Ahmad Rizki Sridadi, pengamat hukum ekonomi Unair menilai, arahan presiden agar pemerintah daerah melakukan deregulasi di tingkat daerah melalui revisi dan penyederhanaan Perda memerlukan sinkronisasi antara pusat dan daerah agar tidak saling tuduh.
Seperti diketahui, pada Senin (16/12/2019) lalu, Joko Widodo Presiden berpendapat Perda-Perda yang menghambat dan membebani pemerintah daerah harus dipangkas.
“Ini memerlukan sinkronisasi antara pemerintah pusat dan daerah. Nanti ini bisa saling menuduh dalam tanpa petik. Misalnya, pemerintah menganggap daerah harus merampingkan regulasi dan kebijakannya untuk peraturan yang menghambat kinerja pimpinan daerah untuk investasi. Tapi bisa juga daerah melihat, kami tidak punya banyak aturan, karena semuanya dikerjakan oleh pusat. Ini tentu perlu ada kerja sama antara birokrasi di pusat dan daerah UU Otonomi Daerah harus masuk di sana,” ujar Rizki pada Selasa (17/12/2019).

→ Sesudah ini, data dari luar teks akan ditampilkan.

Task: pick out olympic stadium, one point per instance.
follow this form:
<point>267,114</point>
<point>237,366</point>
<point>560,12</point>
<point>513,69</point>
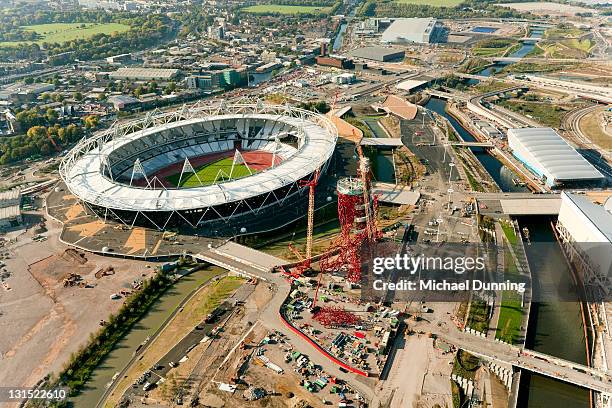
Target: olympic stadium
<point>200,164</point>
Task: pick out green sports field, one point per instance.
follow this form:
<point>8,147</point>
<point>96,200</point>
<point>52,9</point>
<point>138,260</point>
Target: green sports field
<point>435,3</point>
<point>208,172</point>
<point>63,32</point>
<point>285,9</point>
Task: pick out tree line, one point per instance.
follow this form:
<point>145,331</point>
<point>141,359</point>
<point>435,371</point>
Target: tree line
<point>146,30</point>
<point>44,134</point>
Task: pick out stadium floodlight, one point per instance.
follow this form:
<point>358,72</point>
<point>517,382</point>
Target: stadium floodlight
<point>188,168</point>
<point>138,170</point>
<point>238,159</point>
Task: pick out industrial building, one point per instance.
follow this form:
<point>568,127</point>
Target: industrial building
<point>10,209</point>
<point>549,157</point>
<point>585,230</point>
<point>145,74</point>
<point>213,81</point>
<point>381,54</point>
<point>335,61</point>
<point>124,102</point>
<point>411,30</point>
<point>22,92</point>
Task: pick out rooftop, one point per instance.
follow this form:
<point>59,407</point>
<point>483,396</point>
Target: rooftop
<point>145,73</point>
<point>408,29</point>
<point>597,214</point>
<point>553,154</point>
<point>375,53</point>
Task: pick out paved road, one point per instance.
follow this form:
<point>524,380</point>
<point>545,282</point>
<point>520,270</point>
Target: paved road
<point>553,367</point>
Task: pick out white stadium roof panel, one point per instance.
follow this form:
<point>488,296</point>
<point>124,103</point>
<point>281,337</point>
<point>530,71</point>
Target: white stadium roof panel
<point>82,168</point>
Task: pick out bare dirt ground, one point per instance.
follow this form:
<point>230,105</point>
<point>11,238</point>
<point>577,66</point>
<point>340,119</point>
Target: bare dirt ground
<point>420,376</point>
<point>548,8</point>
<point>591,126</point>
<point>41,321</point>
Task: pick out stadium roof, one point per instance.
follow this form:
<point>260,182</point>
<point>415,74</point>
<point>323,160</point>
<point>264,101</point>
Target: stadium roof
<point>83,176</point>
<point>553,155</point>
<point>377,53</point>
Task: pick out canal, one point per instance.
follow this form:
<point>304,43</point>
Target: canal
<point>555,328</point>
<point>502,175</point>
<point>121,354</point>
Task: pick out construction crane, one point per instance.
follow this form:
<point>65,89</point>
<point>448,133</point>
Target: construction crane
<point>364,170</point>
<point>311,194</point>
<point>306,260</point>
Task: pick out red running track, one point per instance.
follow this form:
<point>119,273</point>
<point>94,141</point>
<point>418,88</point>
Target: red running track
<point>255,159</point>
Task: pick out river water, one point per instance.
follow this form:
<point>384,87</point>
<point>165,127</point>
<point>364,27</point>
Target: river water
<point>145,327</point>
<point>555,328</point>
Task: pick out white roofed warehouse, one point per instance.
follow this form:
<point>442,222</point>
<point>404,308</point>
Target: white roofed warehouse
<point>200,164</point>
<point>552,159</point>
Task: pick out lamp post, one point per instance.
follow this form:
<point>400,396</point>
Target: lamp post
<point>438,221</point>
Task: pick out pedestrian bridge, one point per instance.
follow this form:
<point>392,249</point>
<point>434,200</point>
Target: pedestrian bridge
<point>517,204</point>
<point>472,144</point>
<point>543,364</point>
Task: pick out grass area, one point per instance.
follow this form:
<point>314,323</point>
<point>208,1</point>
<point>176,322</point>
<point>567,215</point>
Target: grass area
<point>591,127</point>
<point>569,48</point>
<point>509,233</point>
<point>435,3</point>
<point>557,33</point>
<point>194,311</point>
<point>495,47</point>
<point>64,32</point>
<point>490,86</point>
<point>466,365</point>
<point>82,363</point>
<point>547,114</point>
<point>285,9</point>
<point>530,67</point>
<point>457,394</point>
<point>359,124</point>
<point>510,318</point>
<point>219,170</point>
<point>479,316</point>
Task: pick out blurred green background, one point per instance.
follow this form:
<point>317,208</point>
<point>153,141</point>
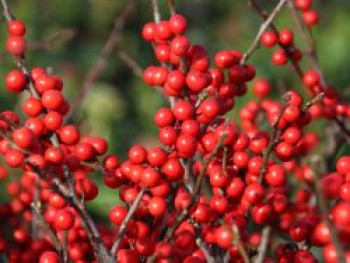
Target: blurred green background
<point>119,106</point>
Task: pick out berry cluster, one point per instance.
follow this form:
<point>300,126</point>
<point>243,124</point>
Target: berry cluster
<point>211,190</point>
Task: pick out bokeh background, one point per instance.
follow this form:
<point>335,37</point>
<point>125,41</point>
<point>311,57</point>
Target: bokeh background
<point>66,37</point>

Pada kesempatan yang sama, Jokowi juga menyampaikan, regulasi di Indonesia saat ini berjumlah sekitar 42 ribu. Jokowi menilai, hal ini membuat gerak pemerintah menjadi terhambat. Menanggapi hal tersebut, Prajwalita Widiati Ahli Studi Legislasi Unair mengatakan, banyaknya regulasi di Indonesia memang membuat sejumlah persoalan.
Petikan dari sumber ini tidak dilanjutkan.